Yardley nodded and stood up. She was okay until she looked into his face. Grim and tense and gray beneath his bronze skin, he looked at her with such protective tenderness that she had to work at not responding to it. No, better to stay away from his big solid strength. She was still shook up and scared to discover how vulnerable she was. She couldn't afford to want the things his expression offered. It was sentiment, the feeling one would have for any vulnerable creature.

Count on no one. Need is weakness.

She turned to the EMT. “Let's do this.”

*   *   *

Kye slanted a glance at Yardley. In the light from the dashboard he could only see her in profile. She was solemn and much too still for his liking. She'd stopped talking the second they'd exited the hospital. Her lip was swollen so it probably hurt to talk. The bandage above her eye covered the glued-together cut above her brow. Only her hand moved, stroking Lily, who uncharacteristically lay quietly in a lap that wasn't his.
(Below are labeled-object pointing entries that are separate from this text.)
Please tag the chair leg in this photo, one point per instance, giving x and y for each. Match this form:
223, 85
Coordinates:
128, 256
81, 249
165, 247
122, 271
The emergency room was satisfied that all her injuries were superficial. She'd be sore and bruised for a while. Nothing more.

Gut churning in lingering anger for her sake, Kye turned his attention back to the road. The storminess was nothing more than flashes on the southern horizon. But the rain had grown pebbly with ice crystals. Driving had turned treacherous, requiring nearly all his attention. The part that wasn't driving was reassessing the day.